There’s a powerful motion processing circuit onboard too, to fight LCD’s common problems with judder and lost resolution over moving objects, while the TV’s use of an IPS-style LCD panel results in a slightly wider viewing angle than you get with other types of screen.
Inevitably given its LG roots, the John Lewis 55JL9000’s integrated 3D playback system adopts the passive approach, with two pairs of glasses provided free. Given that passive 3D glasses cost peanuts it might have been nice if we’d been given more of them, but then you may well already have a few pairs of passive glasses lying around from past cinema trips.
One last key element of the 55JL9000’s spec is its connectivity. This is strong, thanks to the inclusion of four HDMIs, three USBs, a LAN port, and built-in Wi-Fi. The network options support DLNA streaming as well as the inevitable access to LG’s online content world.
The 55JL9000’s LG heritage means you’re faced with broadly the same picture conundrum discussed in our recent reviews of the LG 55UB950V and 42LB700V TVs.
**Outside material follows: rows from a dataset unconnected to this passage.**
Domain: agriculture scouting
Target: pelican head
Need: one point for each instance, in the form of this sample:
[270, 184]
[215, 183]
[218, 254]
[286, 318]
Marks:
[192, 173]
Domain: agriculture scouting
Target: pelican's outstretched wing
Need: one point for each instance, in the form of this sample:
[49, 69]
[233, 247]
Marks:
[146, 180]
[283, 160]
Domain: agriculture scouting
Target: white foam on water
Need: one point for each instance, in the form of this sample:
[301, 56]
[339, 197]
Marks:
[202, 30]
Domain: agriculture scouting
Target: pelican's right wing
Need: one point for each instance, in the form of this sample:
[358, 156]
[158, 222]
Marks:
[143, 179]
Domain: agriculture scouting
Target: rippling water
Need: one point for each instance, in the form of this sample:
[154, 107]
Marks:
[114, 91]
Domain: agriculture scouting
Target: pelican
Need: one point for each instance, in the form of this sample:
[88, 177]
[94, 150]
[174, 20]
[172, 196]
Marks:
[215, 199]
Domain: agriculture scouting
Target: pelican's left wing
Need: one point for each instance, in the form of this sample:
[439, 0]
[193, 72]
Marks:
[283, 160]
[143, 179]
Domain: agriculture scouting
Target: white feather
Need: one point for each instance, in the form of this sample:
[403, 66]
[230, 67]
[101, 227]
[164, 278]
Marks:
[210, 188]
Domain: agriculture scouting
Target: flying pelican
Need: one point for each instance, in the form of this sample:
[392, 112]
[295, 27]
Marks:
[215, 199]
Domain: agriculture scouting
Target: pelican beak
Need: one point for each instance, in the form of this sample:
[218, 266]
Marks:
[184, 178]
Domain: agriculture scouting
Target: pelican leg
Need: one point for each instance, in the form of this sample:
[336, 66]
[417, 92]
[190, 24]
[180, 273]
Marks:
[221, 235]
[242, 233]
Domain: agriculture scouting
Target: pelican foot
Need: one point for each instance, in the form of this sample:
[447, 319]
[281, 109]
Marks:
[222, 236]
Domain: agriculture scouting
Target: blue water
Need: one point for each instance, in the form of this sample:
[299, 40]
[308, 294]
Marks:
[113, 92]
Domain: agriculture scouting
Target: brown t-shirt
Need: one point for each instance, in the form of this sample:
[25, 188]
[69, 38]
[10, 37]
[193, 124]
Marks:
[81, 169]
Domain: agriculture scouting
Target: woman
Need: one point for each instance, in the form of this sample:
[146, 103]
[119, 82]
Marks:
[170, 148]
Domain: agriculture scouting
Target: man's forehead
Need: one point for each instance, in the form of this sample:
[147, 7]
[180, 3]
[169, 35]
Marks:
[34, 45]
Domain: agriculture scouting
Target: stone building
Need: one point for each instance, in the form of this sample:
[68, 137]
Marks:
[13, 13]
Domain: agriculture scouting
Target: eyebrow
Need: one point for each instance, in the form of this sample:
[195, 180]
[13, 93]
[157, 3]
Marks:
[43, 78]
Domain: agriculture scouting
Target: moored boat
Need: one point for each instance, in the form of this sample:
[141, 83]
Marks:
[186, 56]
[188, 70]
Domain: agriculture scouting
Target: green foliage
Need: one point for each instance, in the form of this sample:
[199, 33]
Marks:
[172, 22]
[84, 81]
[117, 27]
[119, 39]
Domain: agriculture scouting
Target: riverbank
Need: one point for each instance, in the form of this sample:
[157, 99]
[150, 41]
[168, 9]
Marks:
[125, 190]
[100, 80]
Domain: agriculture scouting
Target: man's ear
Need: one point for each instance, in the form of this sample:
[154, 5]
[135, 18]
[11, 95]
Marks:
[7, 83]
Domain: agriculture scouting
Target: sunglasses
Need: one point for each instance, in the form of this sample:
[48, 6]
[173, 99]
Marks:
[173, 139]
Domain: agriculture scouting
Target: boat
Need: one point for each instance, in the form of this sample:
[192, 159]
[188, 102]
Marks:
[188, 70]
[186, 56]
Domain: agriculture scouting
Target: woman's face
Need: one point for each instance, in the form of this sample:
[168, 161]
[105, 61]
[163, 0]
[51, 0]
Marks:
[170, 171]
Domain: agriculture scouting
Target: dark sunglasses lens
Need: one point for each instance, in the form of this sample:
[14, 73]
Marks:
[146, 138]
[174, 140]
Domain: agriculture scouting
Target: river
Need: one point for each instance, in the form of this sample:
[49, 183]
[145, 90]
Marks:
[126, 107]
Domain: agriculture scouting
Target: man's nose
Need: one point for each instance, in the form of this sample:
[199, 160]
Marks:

Namely, you have to try and tame a lack of native contrast without making pictures look dull or artificial.
For the most part we found the following settings gave the most satisfying results – at least when watching a film with the lights down (you can get away with more backlight intensity in a normal day room environment): Backlight 50; Contrast 80; local dimming on Mid; Dynamic contrast on Low (or possibly off, as this setting can slightly disguise the set’s local dimming problems); black level booster on low; motion processing on Clear; and all noise reduction elements turned off when watching HD sources.
One other element of set up we must mention is the Bean Bird. This animated character has been introduced by the webOS platform to help guide you through the initial installation process, and the little fella does a very good job of it too, making it more likely everyone will take all the steps necessary to experience the full potential of the 55JL9000’s smart experience.